Auswirkungen auf kritische Infrastruktur
Die Störung verdeutlicht die massive Abhängigkeit moderner IT von wenigen großen Playern. Betroffen waren nicht nur Webseiten, sondern APIs und Backend-Dienste, die Cloudflare als Reverse Proxy oder für DDoS-Schutz nutzen.
- Authentifizierung (Turnstile & Access): Da Cloudflares eigener Login-Schutz (Turnstile) betroffen war, fielen Login-Masken weltweit aus. Nutzer konnten sich nicht bei SaaS-Diensten, Dashboards oder Verwaltungs-Oberflächen anmelden.
- Physische Auswirkungen: Berichte bestätigen Ausfälle bei McDonalds-Bestellterminals sowie beim PADS-System (Personnel Access Data System), das in den USA den Zutritt von Personal zu kerntechnischen Anlagen regelt.
- Kommunikation: Ironischerweise waren auch Status-Seiten (darunter Downdetector) teilweise nicht erreichbar, da sie selbst auf Cloudflare-Infrastruktur setzen.
Betroffene System-Ebenen im Überblick
| Ebene | Betroffene Dienste (Beispiele) | Fehlerbild |
|---|---|---|
| Netzwerk / CDN | Webseiten, APIs, Game-Launcher | HTTP 500 / Timeouts |
| Sicherheit | Cloudflare Access, Turnstile | Login-Loops, Captcha lädt nicht |
| Applikation (SaaS) | ChatGPT, X (Twitter), Salesforce | Dienst vollständig nicht verfügbar |
| Physische Infrastruktur | McDonalds Terminals, PADS (Kraftwerke) | Terminals offline, Zutritt verweigert |
Möglicher nächster Schritt
Remediation und Lehren
Der Vorfall wurde durch einen Rollback auf eine ältere Version der Feature-Datei (Last Known Good) und das Patchen des Codes behoben.
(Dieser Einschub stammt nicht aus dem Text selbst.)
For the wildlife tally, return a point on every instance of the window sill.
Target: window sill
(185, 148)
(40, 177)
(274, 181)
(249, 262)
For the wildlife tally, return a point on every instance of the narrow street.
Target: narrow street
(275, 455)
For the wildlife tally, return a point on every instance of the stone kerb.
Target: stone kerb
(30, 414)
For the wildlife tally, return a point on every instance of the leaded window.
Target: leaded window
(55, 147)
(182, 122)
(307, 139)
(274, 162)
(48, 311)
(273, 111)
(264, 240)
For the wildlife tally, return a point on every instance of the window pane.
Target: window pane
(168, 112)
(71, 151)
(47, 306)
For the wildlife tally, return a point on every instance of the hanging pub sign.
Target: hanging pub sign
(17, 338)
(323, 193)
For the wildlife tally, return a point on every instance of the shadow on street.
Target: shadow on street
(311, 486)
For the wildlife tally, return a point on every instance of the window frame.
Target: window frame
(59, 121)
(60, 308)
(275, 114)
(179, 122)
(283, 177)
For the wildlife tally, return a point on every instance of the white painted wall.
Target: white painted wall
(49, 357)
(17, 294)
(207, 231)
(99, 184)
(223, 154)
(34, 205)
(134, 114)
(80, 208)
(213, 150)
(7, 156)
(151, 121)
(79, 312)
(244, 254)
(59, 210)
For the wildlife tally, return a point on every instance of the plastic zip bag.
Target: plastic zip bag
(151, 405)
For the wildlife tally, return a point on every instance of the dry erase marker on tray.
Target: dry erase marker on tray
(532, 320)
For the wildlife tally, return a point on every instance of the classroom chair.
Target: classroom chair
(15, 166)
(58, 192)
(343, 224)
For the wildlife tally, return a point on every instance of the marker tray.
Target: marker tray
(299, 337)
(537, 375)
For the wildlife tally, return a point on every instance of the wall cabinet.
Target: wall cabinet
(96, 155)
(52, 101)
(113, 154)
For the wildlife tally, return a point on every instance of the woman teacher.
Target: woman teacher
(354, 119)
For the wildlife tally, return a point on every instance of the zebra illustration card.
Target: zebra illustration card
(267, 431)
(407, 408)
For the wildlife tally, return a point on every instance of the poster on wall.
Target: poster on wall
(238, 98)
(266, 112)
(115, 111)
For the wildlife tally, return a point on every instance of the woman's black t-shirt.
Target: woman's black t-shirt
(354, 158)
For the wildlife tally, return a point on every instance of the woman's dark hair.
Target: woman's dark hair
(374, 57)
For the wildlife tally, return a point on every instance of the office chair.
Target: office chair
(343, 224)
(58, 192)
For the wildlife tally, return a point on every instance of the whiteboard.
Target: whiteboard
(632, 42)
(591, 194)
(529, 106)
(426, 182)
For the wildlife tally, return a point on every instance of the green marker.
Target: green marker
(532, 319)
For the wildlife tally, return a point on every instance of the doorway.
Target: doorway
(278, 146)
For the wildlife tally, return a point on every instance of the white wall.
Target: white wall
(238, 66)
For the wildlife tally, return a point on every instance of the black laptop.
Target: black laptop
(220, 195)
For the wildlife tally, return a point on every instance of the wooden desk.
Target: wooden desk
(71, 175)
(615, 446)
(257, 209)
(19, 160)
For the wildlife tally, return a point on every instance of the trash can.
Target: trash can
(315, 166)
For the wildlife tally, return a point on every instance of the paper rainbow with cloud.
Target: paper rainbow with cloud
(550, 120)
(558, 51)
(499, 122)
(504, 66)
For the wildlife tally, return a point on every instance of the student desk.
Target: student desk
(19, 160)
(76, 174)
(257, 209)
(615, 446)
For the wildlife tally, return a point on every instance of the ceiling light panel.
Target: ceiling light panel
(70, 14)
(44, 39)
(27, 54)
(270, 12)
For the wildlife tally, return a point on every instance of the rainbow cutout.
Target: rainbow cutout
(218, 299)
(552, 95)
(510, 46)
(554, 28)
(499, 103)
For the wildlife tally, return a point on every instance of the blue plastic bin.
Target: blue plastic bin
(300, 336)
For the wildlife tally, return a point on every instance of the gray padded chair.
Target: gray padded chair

Cloudflare musste zwischenzeitlich harte Maßnahmen ergreifen, wie die Deaktivierung des VPN-Dienstes WARP in London, um Last vom Netzwerk zu nehmen.
Aus technischer Sicht bleiben zwei wesentliche Kritikpunkte, die Cloudflare nun adressieren muss:
- Input Validation interner Daten: Das System vertraute intern generierten Dateien blind ("Implicit Trust"). Künftig sollen interne Konfigurationen genauso strikt validiert werden wie externer User-Input.
- Resilienz statt Panic: Ein Überlaufen eines Arrays oder Vektors darf in einer kritischen Netzwerk-Komponente niemals zum Absturz des gesamten Prozesses führen ("Fail Open" vs. "Fail Closed").
Für IT-Verantwortliche ist dieser Vorfall ein Weckruf, "Single Points of Failure" in der eigenen Abhängigkeitskette neu zu bewerten. Wenn der "Türsteher" des Internets stolpert, bleiben auch die besten High-Availability-Cluster dahinter unerreichbar.